Hope this helps people who hit the same issue (or reminds me of the solution if/when I hit the issue again).

– Suramya

August 23, 2018

Identifying Programmers by their Coding Style

Filed under: Computer Security,Computer Software,Techie Stuff — Suramya @ 8:42 PM

There is an interesting development in the field of identifying people by what they write. As some of you may already know researchers have been able to identify who wrote a particular text based on the analysis of things like word choice, sentence structure, syntax and punctuation using a technique called stylometry for a while now but it was limited to natural languages and not artificial ones like programming languages.

Now there is new research by Rachel Greenstadt & Aylin Caliskan who are professors of computer science at Drexel University & at George Washington University respectively that proves that code, like other forms of writing is not anonymous. They used Machine Learning algorithms to de-anonymize coders and the really cool part is that they can do this even with reverse compiled code from Binaries with a reasonable level of confidence. So you don’t need access to the original source code to be able to identify who coded it. (Assuming that we have code samples from them in the training DB)

Here’s a simple explanation of how the researchers used machine learning to uncover who authored a piece of code. First, the algorithm they designed identifies all the features found in a selection of code samples. That’s a lot of different characteristics. Think of every aspect that exists in natural language: There’s the words you choose, which way you put them together, sentence length, and so on. Greenstadt and Caliskan then narrowed the features to only include the ones that actually distinguish developers from each other, trimming the list from hundreds of thousands to around 50 or so.

The researchers don’t rely on low-level features, like how code was formatted. Instead, they create “abstract syntax trees,” which reflect code’s underlying structure, rather than its arbitrary components. Their technique is akin to prioritizing someone’s sentence structure, instead of whether they indent each line in a paragraph.
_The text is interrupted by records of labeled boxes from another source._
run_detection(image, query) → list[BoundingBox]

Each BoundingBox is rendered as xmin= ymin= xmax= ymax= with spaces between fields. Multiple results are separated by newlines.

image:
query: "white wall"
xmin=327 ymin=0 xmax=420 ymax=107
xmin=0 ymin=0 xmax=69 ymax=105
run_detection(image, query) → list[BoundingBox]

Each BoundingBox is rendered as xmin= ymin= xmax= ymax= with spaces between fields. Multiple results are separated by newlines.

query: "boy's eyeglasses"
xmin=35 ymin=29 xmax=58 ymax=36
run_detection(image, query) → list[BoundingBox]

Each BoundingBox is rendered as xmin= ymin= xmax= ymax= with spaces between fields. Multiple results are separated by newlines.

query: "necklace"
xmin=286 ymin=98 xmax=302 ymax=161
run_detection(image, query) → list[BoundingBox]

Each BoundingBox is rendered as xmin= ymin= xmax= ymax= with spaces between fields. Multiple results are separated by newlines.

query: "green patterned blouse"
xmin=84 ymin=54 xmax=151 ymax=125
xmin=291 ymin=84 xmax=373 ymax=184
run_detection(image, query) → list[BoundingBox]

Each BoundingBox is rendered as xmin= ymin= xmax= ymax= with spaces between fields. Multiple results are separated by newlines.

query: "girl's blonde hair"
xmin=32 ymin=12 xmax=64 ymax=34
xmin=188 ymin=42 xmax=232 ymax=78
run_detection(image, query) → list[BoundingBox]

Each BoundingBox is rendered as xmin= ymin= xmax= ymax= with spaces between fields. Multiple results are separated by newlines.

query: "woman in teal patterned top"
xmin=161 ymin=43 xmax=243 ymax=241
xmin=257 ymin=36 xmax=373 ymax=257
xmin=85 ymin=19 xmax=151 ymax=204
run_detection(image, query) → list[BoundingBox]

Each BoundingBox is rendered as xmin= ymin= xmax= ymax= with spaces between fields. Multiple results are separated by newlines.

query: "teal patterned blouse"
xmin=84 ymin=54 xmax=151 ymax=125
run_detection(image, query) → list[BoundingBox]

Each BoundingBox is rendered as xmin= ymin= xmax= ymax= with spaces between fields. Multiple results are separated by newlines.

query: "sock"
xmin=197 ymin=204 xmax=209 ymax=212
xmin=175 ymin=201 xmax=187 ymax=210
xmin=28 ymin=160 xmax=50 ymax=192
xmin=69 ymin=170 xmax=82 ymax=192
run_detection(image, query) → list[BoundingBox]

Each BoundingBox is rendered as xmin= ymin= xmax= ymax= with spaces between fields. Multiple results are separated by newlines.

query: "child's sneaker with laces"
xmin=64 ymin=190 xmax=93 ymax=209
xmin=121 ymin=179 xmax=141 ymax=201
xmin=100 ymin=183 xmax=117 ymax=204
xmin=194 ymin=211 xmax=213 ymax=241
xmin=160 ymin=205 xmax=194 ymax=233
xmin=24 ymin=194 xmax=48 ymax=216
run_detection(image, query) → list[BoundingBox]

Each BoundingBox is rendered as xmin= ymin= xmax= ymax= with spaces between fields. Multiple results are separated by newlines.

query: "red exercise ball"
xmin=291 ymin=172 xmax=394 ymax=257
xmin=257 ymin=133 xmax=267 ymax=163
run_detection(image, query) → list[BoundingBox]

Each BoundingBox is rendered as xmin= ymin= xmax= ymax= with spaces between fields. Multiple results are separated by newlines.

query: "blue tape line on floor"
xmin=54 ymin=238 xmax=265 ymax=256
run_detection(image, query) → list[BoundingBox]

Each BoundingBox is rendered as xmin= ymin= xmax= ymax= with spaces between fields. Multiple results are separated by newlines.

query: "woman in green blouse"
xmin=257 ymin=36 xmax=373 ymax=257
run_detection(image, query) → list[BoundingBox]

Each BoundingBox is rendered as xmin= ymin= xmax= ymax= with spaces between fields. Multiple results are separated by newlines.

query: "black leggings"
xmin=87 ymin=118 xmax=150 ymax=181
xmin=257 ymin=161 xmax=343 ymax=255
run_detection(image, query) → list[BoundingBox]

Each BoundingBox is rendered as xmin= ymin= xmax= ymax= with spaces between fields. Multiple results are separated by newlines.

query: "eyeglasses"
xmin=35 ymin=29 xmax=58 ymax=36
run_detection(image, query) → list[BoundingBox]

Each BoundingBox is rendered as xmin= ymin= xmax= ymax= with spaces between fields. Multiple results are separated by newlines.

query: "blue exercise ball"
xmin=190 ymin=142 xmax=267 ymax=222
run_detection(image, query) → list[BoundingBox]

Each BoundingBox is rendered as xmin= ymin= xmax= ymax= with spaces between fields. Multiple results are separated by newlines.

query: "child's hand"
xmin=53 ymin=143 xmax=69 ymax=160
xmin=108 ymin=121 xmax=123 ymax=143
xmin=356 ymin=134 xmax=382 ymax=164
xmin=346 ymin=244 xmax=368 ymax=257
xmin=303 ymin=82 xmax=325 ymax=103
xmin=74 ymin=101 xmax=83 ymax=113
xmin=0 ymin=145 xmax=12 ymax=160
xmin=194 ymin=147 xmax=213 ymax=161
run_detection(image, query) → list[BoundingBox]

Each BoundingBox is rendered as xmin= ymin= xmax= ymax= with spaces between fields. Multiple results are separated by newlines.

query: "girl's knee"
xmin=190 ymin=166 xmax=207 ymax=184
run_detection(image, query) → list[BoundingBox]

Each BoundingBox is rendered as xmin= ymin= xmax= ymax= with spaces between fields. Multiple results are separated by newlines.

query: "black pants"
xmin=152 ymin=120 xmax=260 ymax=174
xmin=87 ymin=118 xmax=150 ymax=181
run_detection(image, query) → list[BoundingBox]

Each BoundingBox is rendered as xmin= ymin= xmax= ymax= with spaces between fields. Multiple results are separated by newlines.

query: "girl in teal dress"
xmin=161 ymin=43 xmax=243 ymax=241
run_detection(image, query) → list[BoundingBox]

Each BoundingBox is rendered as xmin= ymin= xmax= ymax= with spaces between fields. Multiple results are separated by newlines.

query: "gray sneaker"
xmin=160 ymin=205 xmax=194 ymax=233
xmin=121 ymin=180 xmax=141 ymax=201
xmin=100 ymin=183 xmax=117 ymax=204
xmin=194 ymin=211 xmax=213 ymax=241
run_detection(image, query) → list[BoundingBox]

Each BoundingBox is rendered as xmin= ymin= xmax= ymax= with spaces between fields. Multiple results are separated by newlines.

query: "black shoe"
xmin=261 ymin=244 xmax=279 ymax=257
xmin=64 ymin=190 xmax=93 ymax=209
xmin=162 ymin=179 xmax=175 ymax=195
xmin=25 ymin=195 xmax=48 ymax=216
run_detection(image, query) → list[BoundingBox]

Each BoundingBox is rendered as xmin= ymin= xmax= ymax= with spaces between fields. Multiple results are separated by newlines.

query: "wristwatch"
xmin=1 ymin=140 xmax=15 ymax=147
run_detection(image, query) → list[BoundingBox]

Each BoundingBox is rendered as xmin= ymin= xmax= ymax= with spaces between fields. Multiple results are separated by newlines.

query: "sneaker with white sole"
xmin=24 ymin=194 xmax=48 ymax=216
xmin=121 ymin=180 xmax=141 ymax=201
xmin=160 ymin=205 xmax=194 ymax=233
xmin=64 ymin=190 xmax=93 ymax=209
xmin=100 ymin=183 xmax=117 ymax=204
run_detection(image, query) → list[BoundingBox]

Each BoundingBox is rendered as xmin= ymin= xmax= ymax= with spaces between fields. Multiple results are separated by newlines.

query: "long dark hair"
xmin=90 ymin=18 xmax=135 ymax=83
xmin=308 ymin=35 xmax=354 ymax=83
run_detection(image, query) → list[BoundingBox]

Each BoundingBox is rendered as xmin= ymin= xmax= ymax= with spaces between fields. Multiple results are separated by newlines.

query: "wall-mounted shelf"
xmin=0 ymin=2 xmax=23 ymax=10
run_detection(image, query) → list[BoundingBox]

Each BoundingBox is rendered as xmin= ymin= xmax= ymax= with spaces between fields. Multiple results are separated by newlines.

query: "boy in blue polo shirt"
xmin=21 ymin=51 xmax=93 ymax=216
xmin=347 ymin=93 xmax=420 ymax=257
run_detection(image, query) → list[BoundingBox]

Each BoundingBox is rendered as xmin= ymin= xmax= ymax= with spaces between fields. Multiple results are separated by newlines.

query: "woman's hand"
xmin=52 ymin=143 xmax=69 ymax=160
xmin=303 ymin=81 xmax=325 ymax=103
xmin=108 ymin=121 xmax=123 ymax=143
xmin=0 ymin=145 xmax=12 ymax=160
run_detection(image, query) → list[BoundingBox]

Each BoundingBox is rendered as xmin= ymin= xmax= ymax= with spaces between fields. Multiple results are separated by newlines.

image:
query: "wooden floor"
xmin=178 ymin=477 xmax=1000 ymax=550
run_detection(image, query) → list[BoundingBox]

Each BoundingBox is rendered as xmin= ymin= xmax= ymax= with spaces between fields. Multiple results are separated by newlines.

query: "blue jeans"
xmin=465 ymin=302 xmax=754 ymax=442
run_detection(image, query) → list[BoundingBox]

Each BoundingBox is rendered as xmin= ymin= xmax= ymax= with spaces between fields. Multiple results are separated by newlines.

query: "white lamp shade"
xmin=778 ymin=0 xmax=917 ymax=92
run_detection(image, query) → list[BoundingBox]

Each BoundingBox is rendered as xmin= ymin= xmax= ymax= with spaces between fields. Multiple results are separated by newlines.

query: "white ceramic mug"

This is both really cool and a bit scary because suddenly we have the ability to identify who wrote a particular piece of code. This removes or atleast reduces the ability of people to release code/software anonymously. This is a good thing when we look at a piece of Malware or virus because now we can find out who wrote it making it easier to prosecute cyber criminals.

However the flip side is that we can now also identify people who write code to secure networks, bypass restrictive regime firewalls, create privacy applications etc. There are a lot of people who contribute to opensource software but don’t want to be identified for various reasons. For example if a programmer in China created a software that allows a user to bypass the Great Firewall of China they would definitely not want the Chinese government to be able to identify them for obvious reasons. Similarly there are folks who wrote some software that they do not want to be associated with their real name for some reason and this would make it more difficult for them to do so.

But this is not the end of the world, there are ways around this by using software to scramble the code. I don’t think many such systems exist right now or if they do they are at a nacent stage. If this research is broadly applied to start identifying coders then the effort to write such scramblers would take high priority and lots of very smart people would start focusing their efforts to invalidate the detectors.

Well this is all for now. Will write more later.